To support my claim that “1000x reduction in software size” is too strong of a goal, consider this question: Would a reasonable person object to running Frank on a modern Intel processor containing more than two billion transistors? In other words, does the gigantic complexity of one of these chips somehow detract from Frank’s simplicity? Of course not. The x86-64 ISA forms a fairly leak-proof abstraction boundary between Frank and all those transistors.[1. Is the ISA exported by a modern Intel chip really leak-proof? Pretty much so as far as the functional semantics goes. However, the abstraction is incredibly leaky with respect to performance — but this only matters for real-time systems and performance-sensitive codes — neither of which is in Frank’s target domain.] I believe the same argument can be made about other interfaces. Let’s say that we have a compiler or an operating system that we trust, perhaps because it has been proved correct. In this case, does it really matter how much code implements the proved-correct interface? I don’t think so.

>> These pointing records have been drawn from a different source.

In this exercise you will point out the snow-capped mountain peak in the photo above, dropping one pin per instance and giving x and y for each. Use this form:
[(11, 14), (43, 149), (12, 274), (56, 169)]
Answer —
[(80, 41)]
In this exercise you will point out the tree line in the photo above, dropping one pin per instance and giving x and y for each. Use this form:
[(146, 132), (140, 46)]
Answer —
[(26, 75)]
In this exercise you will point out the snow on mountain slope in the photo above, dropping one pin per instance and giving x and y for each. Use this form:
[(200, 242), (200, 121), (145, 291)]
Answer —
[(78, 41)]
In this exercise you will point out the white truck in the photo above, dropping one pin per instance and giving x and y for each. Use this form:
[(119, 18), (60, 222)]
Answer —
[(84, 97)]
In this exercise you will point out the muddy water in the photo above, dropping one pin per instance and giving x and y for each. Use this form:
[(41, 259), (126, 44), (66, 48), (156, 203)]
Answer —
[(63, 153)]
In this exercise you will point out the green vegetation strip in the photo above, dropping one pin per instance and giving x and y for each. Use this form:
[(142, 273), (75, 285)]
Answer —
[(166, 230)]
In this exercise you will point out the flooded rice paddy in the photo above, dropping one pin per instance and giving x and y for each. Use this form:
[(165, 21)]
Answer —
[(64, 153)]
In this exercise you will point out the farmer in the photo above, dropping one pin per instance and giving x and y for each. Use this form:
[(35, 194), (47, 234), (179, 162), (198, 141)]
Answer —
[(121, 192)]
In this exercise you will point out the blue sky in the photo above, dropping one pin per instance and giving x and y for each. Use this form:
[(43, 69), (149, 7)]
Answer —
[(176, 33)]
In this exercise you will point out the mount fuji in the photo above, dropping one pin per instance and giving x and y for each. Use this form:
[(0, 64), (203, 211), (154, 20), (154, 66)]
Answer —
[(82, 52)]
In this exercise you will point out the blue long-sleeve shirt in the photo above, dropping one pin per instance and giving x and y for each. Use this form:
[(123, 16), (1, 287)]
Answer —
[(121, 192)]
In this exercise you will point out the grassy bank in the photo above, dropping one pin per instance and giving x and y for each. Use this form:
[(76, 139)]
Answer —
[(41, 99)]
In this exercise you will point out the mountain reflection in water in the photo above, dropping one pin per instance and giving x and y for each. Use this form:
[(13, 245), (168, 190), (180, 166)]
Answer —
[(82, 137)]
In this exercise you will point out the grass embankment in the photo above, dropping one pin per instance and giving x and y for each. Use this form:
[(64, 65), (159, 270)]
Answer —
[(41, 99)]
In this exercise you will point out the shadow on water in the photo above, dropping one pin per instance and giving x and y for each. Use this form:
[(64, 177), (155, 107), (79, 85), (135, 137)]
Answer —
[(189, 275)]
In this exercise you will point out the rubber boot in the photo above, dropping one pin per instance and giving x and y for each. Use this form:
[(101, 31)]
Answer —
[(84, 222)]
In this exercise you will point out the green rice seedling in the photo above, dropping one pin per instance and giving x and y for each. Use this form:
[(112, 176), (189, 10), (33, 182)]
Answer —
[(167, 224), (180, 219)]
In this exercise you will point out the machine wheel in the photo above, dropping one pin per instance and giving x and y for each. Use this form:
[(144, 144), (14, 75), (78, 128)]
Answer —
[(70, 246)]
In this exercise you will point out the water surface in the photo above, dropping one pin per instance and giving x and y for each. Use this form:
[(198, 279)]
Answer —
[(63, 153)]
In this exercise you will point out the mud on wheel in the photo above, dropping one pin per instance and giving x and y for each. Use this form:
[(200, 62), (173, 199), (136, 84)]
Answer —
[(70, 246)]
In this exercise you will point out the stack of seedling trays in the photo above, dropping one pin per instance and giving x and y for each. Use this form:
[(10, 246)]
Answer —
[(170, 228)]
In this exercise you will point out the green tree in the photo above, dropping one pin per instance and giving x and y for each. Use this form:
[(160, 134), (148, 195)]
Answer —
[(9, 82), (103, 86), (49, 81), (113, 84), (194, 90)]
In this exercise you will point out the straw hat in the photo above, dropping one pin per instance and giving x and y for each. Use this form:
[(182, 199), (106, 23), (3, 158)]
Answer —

What we need, then, are more interfaces that are:
- beautiful (or, at least, extremely workable)
A durable interface lasts. For example, the UNIX system call interface is reasonably durable — it is often the case that a statically linked UNIX executable will run on many years’ worth of systems, whereas a dynamically linked program rots fairly quickly. x86 has proved to be highly durable.
A non-leaky interface reveals little or nothing about the interface’s implementation. Trivially, a non-leaky interface requires some sort of language-based or OS-based memory isolation — otherwise peeks and pokes (and their unintentional equivalents) cause leaks. Non-leaky interfaces require a lot of error-checking code to ensure that each side adheres to its part of the contract. Performance leaks, alas, are nearly impossible to avoid, unless we give up on implementing optimizations. Bugs are perhaps the ultimate abstraction leak, forcing evil workarounds in code using the interface. Formal verification and automatically-inserted contract checks constitute partial solutions.
Beautiful interfaces do not expose too much or too little functionality, nor are they more complex than they need to be. I’m not sure that I’ve seen a lot of specific examples of beautiful interfaces lately, but at a slightly more abstract level I would consider regular expressions, database transactions, stream sockets, SMT queries, RISC instruction sets, functional programming languages, and hierarchical filesystems to all have a certain amount of beauty. A lot of work and a lot of iteration is required to create a beautiful interface — so this conflicts somewhat with durability.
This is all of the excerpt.